The timing criterion is the main eliminator.
"Patients don’t come in soon enough after onset," continues Mahoney. "They’ll say, When I went to bed last night, I had a little tingling in my side, but I figured it would go away so I went to sleep.’ When they wake up the next morning, they have left-sided paralysis, weakness, or slurred speech. Unfortunately, the whole night has gone by, and it’s too late for therapy."
The clock is running
Reports from the Greater Cincinnati-Northern Kentucky Stroke Research Center are similar. "Our facility sees 1,500 to 2,000 ischemic stroke patients per year," Sauerbeck says. "We’ve only been able to treat about 3% of those. The major reason is that people come in too late." In the case of a myocardial infarction, pain motivates the patient to get help, and they come sooner. Stroke is silent."
Her facility surveyed stroke patients regarding why they delayed coming for help. Sauerbeck reports, "Those who delayed coming said they didn’t understand the importance of what was happening to them. By the time they suspected stroke, it was too late."

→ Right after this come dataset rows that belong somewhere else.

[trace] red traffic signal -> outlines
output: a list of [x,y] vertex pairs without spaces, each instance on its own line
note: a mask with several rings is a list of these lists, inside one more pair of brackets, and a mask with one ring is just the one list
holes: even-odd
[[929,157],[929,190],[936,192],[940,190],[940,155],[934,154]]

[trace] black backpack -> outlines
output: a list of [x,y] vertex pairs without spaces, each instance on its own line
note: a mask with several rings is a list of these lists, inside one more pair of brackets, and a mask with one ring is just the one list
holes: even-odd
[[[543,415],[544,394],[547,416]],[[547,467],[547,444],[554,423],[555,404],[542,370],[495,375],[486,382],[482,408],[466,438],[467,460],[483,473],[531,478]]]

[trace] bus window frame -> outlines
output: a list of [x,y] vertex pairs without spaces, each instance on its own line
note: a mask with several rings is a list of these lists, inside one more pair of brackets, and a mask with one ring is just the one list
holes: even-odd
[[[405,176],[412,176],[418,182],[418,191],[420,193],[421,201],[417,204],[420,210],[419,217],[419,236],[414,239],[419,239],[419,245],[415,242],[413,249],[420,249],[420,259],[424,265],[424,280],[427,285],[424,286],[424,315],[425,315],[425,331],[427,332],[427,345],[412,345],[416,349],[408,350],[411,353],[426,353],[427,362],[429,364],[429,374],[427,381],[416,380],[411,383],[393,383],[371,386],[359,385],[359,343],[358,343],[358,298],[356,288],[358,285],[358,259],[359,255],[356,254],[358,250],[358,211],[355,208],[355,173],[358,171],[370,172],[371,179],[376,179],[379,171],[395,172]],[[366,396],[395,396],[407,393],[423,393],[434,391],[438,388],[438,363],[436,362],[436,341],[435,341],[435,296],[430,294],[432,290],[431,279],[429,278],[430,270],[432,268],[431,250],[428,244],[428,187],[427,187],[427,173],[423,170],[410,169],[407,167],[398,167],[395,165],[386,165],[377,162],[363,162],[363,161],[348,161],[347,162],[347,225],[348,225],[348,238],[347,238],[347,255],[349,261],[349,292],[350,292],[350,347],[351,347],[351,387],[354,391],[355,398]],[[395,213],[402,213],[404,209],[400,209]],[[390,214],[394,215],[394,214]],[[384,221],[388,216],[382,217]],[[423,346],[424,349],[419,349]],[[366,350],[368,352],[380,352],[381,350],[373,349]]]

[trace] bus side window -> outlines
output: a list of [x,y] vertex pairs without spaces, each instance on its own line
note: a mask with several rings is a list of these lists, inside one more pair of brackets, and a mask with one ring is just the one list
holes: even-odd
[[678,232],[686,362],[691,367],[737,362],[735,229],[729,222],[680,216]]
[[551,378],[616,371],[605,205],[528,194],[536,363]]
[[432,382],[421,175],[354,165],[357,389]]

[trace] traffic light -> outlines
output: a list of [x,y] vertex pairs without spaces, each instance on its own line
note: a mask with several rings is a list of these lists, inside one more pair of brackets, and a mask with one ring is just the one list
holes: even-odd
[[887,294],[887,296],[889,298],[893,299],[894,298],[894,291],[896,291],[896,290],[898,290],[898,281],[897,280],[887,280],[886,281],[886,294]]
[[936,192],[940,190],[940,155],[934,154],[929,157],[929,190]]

The National Institute of Neurological Disorders and Stroke (NINDS) stresses the need to educate the public to recognize stroke, train physicians in administering TPA and other new neuroprotective agents, and change the health care system so it’s organized to deliver care rapidly once the response is primed. "We have one treatment in hand and others in the pipeline," says John R. Marler, MD, medical officer, NINDS Division of Stroke, Trauma, and Neurodegenerative Disorders in Bethesda, MD.
The institute is developing a protocol for implementing new methods of treating stroke. As Cost Management in Cardiac Care goes to press, the protocol is not yet ready for publication. Look for an update in future issues.
Reference
1. Lyden PD, Rapp K, Babcock T, et al. Ultra-rapid identification, triage, and enrollment of stroke patients into clinical trials. J Stroke Cerebrovasc Dis 1994; 4:106-113.